For the three months ended April 4, the Raritan, New Jersey-based firm reported revenues of $506.8 million compared to $407.9 million in Q1 2020, beating analysts' average estimate of $477.5 million.
"We started off the year strong with continued momentum in our base business that was supplemented by our COVID-19 testing solutions," Chris Smith, chairman and CEO of Ortho, said in a statement. "Our core revenue excluding our COVID-assay products was up 14 percent, as our commercial excellence programs continue to show strong returns and as many of our geographies are seeing an accelerating recovery from the impact of the global pandemic."
On a conference call to discuss the firm's financial results, Ortho CFO Joseph Busky noted that its core revenues consist of sales from its Clinical Labs and Transfusion Medicine segments.
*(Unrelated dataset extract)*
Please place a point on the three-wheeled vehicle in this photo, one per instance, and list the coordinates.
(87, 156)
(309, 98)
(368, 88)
Its Clinical Labs segment posted Q1 revenues of $338 million, up 32 percent year over year from $256.4 million, and its Transfusion Medicine segment posted revenues of $161.4 million, up 9 percent from $147.9 million, Busky said.
The Clinical Lab business in which Ortho competes has an addressable market of about $26 billion per year, Smith said on the conference call, adding that in 2020, Ortho's clinical chemistry revenues accounted for 62 percent and its immunoassays revenues accounted for 38 percent of its Clinical Labs revenues.
Smith added that Ortho also has a strong focus on selling its integrated clinical chemistry and immunoassay analyzers. The company grew its installed base of those products by 14 percent in Q1. "With our increasing focus on lifetime customer value and expanding our installed base of integrated analyzers, we see strong uptake from labs with the ability to run an expanded menu on our devices," he said.
Additionally, Ortho is evaluating M&A opportunities following its IPO. "We have an increasing balance sheet that provides flexibility," Smith said. "We are targeting high-growth, high-margin products that we can sell through our existing global call points and distributors, including molecular, specialty [immunoassay], and point-of-care diagnostic systems."
Ortho went public at $17 per share in January, raising approximately $1.4 billion in net proceeds that were used primarily for debt reduction. In a statement, the firm added that it created additional financial flexibility by amending its revolving credit facility in February, increasing it to $500 million from $350 million, and extending the maturity date to 2026.
The company said it also received credit ratings upgrades by both Moody’s and S&P Global after reducing debt with the initial public offering proceeds.
The company posted a Q1 net loss of $39.1 million, or $.19 per share, compared to a net loss of $101.2 million, or $.69 per share, in Q1 2020. Ortho's adjusted earnings per share was $.26 and beat the analysts' average estimate of $.16.
Ortho's Q1 R&D expenses rose 22 percent year over year to $28.9 million from $23.6 million, and its selling, marketing, and administrative expenses rose 12 percent year over year to $131.5 million from $117.4 million.
For full-year 2021, Ortho raised its core revenue guidance to between $1.93 billion and $1.96 billion, up from a previously announced guidance of between $1.86 billion and $1.9 billion. It now anticipates constant currency core revenue growth of between 9 percent and 11 percent, compared to a previous range of 7 percent to 9 percent, and it expects adjusted EPS will be between $.64 and $.69, up from between $.57 and $.63.
Ortho expects its COVID-19 product sales to decrease in the second half of 2021. "However, if the pandemic continues to evolve worldwide with different rates of infection, we may see additional benefit from COVID-19 products, which are not reflected in our updated guidance," Smith said.
Ortho ended Q1 with $153.8 million in cash and cash equivalents.
Evercore ISI analyst Vijay Kumar said in a research note on Wednesday that the main question he and his colleagues have about Ortho is whether it can accelerate revenue growth to the mid-single-digit range, given its historical low single-digit growth and a tough competitive landscape that includes Roche Diagnostics, Abbott, Danaher, and Siemens Healthineers. Given the firm's first quarter revenue results, "we think it will be very hard for investors to ignore [Ortho] going forward," Kumar said.
In early Thursday morning trading on the Nasdaq, Ortho shares were up more than 5 percent to $19.78.